What do we make of the world-view of the Bible, so completely different from what we now know from modern science? Doesn’t that very science, which speaks of unfathomable distances and eons of time, make us feel utterly insignificant and God impossibly remote? And does not the study of anthropology and psychology describe a human race whose nature and origins are completely different from what the Bible offers? How do we get from neuroscience to humans-as-made-in-God’s-image? In short, how are we supposed to bring the ancient Bible and our modern lives together?
Then there is the random cruelty of life itself. What kind of God would allow such horrible things to happen to decent people? Doesn’t the experience of life itself make belief in an all-knowing, all-powerful, all-loving God utterly implausible? What happened to the Bible’s promises of divine protection (e.g. Psa 121)? I simply cannot explain why God sometimes behaves the way he does. I just have to accept the ‘mystery’, and continue along the path of faith anyway, knowing at least that God himself has entered into human suffering.
What about when we bump into people of other faiths, or none? Who are we to say that we have a monopoly on the truth? Why on earth would we take an us-and-them approach? Does God do that? Correct thinking needs ‘others’ as a contrast. But faith-as-trust doesn’t exclude, it includes. And, who knows, we might even learn from those we might have thought of as ‘others’, as in the case of a Jewish classmate who read the story of Adam and Eve (Gen 3) completely differently.
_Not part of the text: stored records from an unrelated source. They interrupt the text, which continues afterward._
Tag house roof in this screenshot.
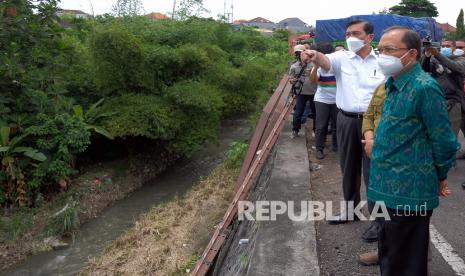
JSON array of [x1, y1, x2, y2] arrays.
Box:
[[247, 17, 273, 23], [439, 23, 457, 33], [279, 17, 308, 25], [233, 19, 248, 24], [57, 9, 89, 15], [145, 12, 170, 20]]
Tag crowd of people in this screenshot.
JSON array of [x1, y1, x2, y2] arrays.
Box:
[[289, 20, 465, 276]]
What we think starts to feel fragile; but our trust can grow.
A preoccupation with correct thinking is not only damaging to oneself, it can also have a disastrous effect on others. When we feel that others must think the way we do, we get get nervous and suspicious, we start to badger and bully them. And we might even drive them completely away completely. Not only do people get hurt, but Christianity itself is brought into disrepute. What we call ‘defending the gospel’ is actually a betrayal of the gospel of Jesus Christ when it becomes indistinguishable from back-room politicking and character assassination. Of course, all organisations – including Christian ones – need boundaries. But that’s no reason for defending them tyrannically.
Let’s abandon our need to be right about God, and start loving as God loves (Mt 5:43-48).
Here’s what happens when we abandon the need to be correct in our thinking, and start re-orienting our faith around trusting God:-
- we see that modernity has helpfully shaken up our thinking about God;
- we realise that can’t get our minds around God. Reason is important, but not central. Christian faith is ‘transrational’ and ‘mystical’;
- we understand that the two pillars of Christianity – incarnation and resurrection – express the essential mystery of it. They confront us with the counterintuitive and ultimately incomprehensible nature of faith;
- we adjust our expectations about what the Bible can deliver. ‘The Bible must be thought through, pondered, tried out, assessed, and (if need be) argued with – all of which is an expression of faith, not evidence to the contrary’;
- we find that we can learn more from ‘God-moments’ than from academic enquiry;
- we discover that times of doubt and desperation can by the very times when true communion with God begins;
- we conclude that struggling with faith is normal.